MW: I was just in shock; I couldn't believe it. Like everybody else, I think... I didn't know what to believe.

NW: Did people treat you differently after that day?

MW: I don't remember that. I don't remember that they were... I think maybe they were just not expressing anything. I don't remember that there was hostility. I think there are a lot of things I don't want to remember, maybe, throughout my life. But no specific incident. Mostly I think they were pretty kind. And so the kind thing was that when it came time for me to... when the evacuation orders came out, I realized I don't want to be in a different area as my parents because they would be going somewhere else, and that's when they were good enough to let me take my exams in Chico, that was given by the Dean of Women. So I got all my credits, including piano, classes that I took for piano. And so I was very fortunate. I didn't lose my two years of college.
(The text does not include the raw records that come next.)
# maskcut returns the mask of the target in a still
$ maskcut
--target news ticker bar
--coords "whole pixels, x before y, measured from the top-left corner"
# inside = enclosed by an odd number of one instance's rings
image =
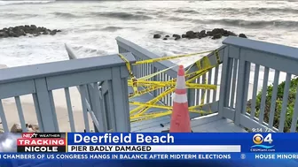
[[[18,146],[19,153],[90,153],[90,152],[193,152],[193,153],[239,153],[241,146],[227,145],[171,145],[171,146],[132,146],[132,145],[100,145],[100,146]]]
[[[0,160],[298,160],[298,153],[0,153]],[[298,166],[298,161],[296,165]]]
[[[241,152],[239,145],[170,145],[170,146],[139,146],[139,145],[99,145],[75,146],[68,145],[67,152]]]
[[[1,134],[0,134],[1,135]],[[20,152],[294,152],[297,133],[24,133]],[[286,140],[286,142],[285,142]],[[104,147],[105,146],[105,147]],[[143,147],[142,147],[143,146]],[[111,148],[109,148],[111,147]],[[65,148],[65,149],[63,148]]]

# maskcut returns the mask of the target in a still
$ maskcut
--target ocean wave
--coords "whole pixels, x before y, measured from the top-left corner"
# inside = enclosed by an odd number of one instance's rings
[[[186,10],[186,9],[177,9],[177,10],[175,10],[174,12],[178,12],[178,13],[199,13],[197,11]]]
[[[20,4],[47,4],[53,2],[55,1],[0,1],[0,6]]]
[[[25,14],[25,13],[0,13],[2,18],[13,18],[13,19],[27,19],[38,17],[39,14]]]
[[[100,16],[113,19],[151,19],[150,16],[145,14],[132,14],[128,12],[117,12],[117,11],[107,11],[107,12],[90,12],[90,15]]]
[[[110,31],[110,32],[115,32],[115,31],[120,30],[120,29],[123,29],[123,27],[106,27],[101,28],[101,30],[103,30],[103,31]]]
[[[225,11],[229,12],[254,12],[254,11],[259,11],[259,12],[282,12],[282,13],[293,13],[297,14],[298,9],[293,9],[293,8],[258,8],[258,7],[251,7],[251,8],[214,8],[210,9],[211,11]]]
[[[197,13],[205,13],[206,11],[208,12],[229,12],[229,13],[293,13],[297,14],[298,9],[293,8],[209,8],[204,9],[203,11],[195,11],[190,9],[177,9],[175,10],[174,12],[177,13],[190,13],[190,14],[197,14]]]
[[[77,18],[78,16],[72,14],[72,13],[68,13],[68,12],[53,12],[52,14],[54,14],[55,16],[60,17],[60,18]]]
[[[176,21],[192,21],[204,24],[222,24],[233,27],[298,27],[298,21],[292,20],[245,20],[245,19],[192,19],[187,18],[170,17],[169,19]]]

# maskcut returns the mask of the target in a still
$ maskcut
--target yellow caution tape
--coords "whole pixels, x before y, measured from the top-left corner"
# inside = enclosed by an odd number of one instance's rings
[[[152,80],[137,80],[137,85],[139,87],[175,87],[175,82],[169,81],[152,81]],[[129,86],[134,83],[129,82]],[[201,89],[216,89],[216,86],[208,84],[185,83],[186,88],[201,88]]]
[[[191,57],[191,56],[204,54],[204,53],[208,53],[208,52],[212,52],[212,51],[206,51],[206,52],[193,53],[193,54],[188,54],[188,55],[180,55],[180,56],[174,56],[174,57],[153,58],[153,59],[149,59],[149,60],[143,60],[143,61],[136,62],[133,65],[150,64],[150,63],[154,63],[154,62],[158,62],[158,61]],[[197,78],[205,74],[210,69],[217,66],[221,63],[220,62],[220,57],[218,56],[218,50],[214,50],[214,53],[215,53],[215,56],[216,57],[217,65],[211,65],[208,57],[203,57],[200,60],[199,60],[195,63],[198,65],[199,71],[188,73],[190,69],[195,64],[192,64],[188,68],[188,70],[185,72],[186,87],[187,88],[216,89],[216,85],[210,85],[210,84],[208,85],[207,84],[206,78],[203,80],[204,84],[191,83],[194,80],[196,80]],[[127,65],[127,66],[129,66],[129,65]],[[135,97],[135,96],[137,96],[137,95],[144,95],[144,94],[146,94],[146,93],[149,93],[149,92],[153,92],[153,91],[155,91],[155,90],[160,89],[161,87],[168,87],[164,92],[161,93],[159,95],[157,95],[156,97],[154,97],[153,99],[150,100],[147,102],[130,102],[129,104],[131,104],[131,105],[138,105],[137,108],[135,108],[134,110],[131,110],[130,112],[129,112],[131,122],[147,120],[147,119],[163,117],[163,116],[167,116],[167,115],[171,114],[172,106],[165,106],[165,105],[155,104],[155,103],[158,102],[161,98],[167,96],[169,94],[174,92],[176,79],[173,79],[173,80],[168,80],[168,81],[151,81],[151,80],[147,80],[150,79],[150,78],[153,78],[153,77],[154,77],[154,76],[156,76],[156,75],[158,75],[161,72],[164,72],[167,70],[169,70],[170,68],[173,68],[173,67],[164,69],[162,71],[154,72],[153,74],[142,77],[138,80],[129,80],[129,86],[133,87],[134,90],[135,90],[134,94],[129,95],[129,98]],[[129,72],[131,72],[130,66],[128,67],[128,70],[129,70]],[[131,72],[131,74],[132,74],[132,72]],[[145,88],[138,91],[137,87],[145,87]],[[210,109],[210,111],[208,111],[208,112],[196,110],[196,108],[200,108],[203,105],[204,100],[205,100],[205,94],[206,94],[206,91],[204,91],[204,93],[203,93],[203,95],[200,99],[200,105],[189,107],[189,111],[190,112],[200,113],[200,114],[212,113],[211,109]],[[146,111],[150,108],[159,108],[159,109],[164,109],[164,110],[165,110],[165,111],[161,111],[161,112],[146,113]]]
[[[168,94],[170,94],[174,91],[175,87],[169,88],[168,90],[166,90],[165,92],[162,92],[161,94],[160,94],[159,95],[157,95],[155,98],[150,100],[147,103],[151,103],[151,104],[154,104],[157,102],[160,101],[160,99],[161,99],[162,97],[166,96]],[[137,107],[136,109],[133,109],[130,110],[131,114],[134,114],[135,112],[138,112],[137,114],[143,114],[145,113],[149,108],[148,107],[145,107],[143,110],[142,106]]]
[[[146,106],[146,107],[150,107],[150,108],[165,109],[165,110],[173,110],[173,106],[166,106],[166,105],[163,105],[163,104],[150,104],[150,103],[139,102],[129,102],[129,104]],[[197,110],[194,110],[192,107],[189,107],[188,110],[189,110],[190,112],[200,112],[200,113],[204,112],[204,111],[199,111]],[[143,115],[141,115],[141,116],[143,116]]]
[[[219,57],[219,52],[218,52],[217,49],[215,50],[215,56],[216,57],[217,65],[219,65],[221,63],[221,61],[220,61],[220,57]]]
[[[160,73],[162,73],[162,72],[167,72],[168,70],[169,70],[169,69],[171,69],[171,68],[174,68],[174,67],[176,67],[176,66],[177,66],[177,65],[174,65],[174,66],[166,68],[166,69],[164,69],[164,70],[161,70],[161,71],[160,71],[160,72],[154,72],[154,73],[153,73],[153,74],[150,74],[150,75],[147,75],[147,76],[145,76],[145,77],[138,78],[137,80],[148,80],[148,79],[150,79],[150,78],[153,78],[153,77],[154,77],[154,76],[156,76],[156,75],[158,75],[158,74],[160,74]]]
[[[192,53],[192,54],[187,54],[187,55],[178,55],[178,56],[172,56],[172,57],[158,57],[158,58],[153,58],[153,59],[148,59],[148,60],[142,60],[142,61],[137,61],[135,64],[132,65],[141,65],[141,64],[151,64],[154,62],[160,62],[160,61],[164,61],[164,60],[170,60],[170,59],[175,59],[175,58],[181,58],[181,57],[192,57],[195,55],[201,55],[205,53],[210,53],[214,50],[211,51],[203,51],[203,52],[199,52],[199,53]]]
[[[125,57],[122,54],[118,54],[118,56],[125,62],[125,65],[126,65],[126,68],[128,69],[129,72],[129,75],[130,77],[134,77],[133,73],[132,73],[132,71],[131,71],[131,67],[130,67],[130,64],[129,64],[129,61],[128,59],[125,58]]]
NW: So you were able to... or I guess you sort of had to move home then?

MW: I went home so that I could be with the family, and Mom was packing things, getting rid of things. And I think I kind of was numb and not remembering a lot of things about many things in my life, but the FBI did come.

NW: This was after Pearl Harbor?

MW: Yeah. And my father was taken to the police station. He knew that they knew him as a friend, the police chief. I think it was not easy for them to do this, but he was released. And so our attention was to packing, and like everybody else throughout California or everywhere, when they thought the police where coming they burned things, but we didn't have that much. Mother did have a little Buddhist thing, the temple. I remember when it was the day of her father's death, she put fresh rice and that kind of thing. But on the same time, she would go to the church with the church ladies and have social time with them. I remember going to the train station. Fifty years... has it been fifty-three? I went back to high school, a reunion, and one of the people there said, "I was at that train station as a soldier when you were leaving." I never thought about asking, "How did you feel?" "What were you thinking?" I think, now, why didn't I ask him? How many years? When I went back to the reunion they were very warm and welcoming. Stayed with one of the Caucasian friends. Anyway, old memories.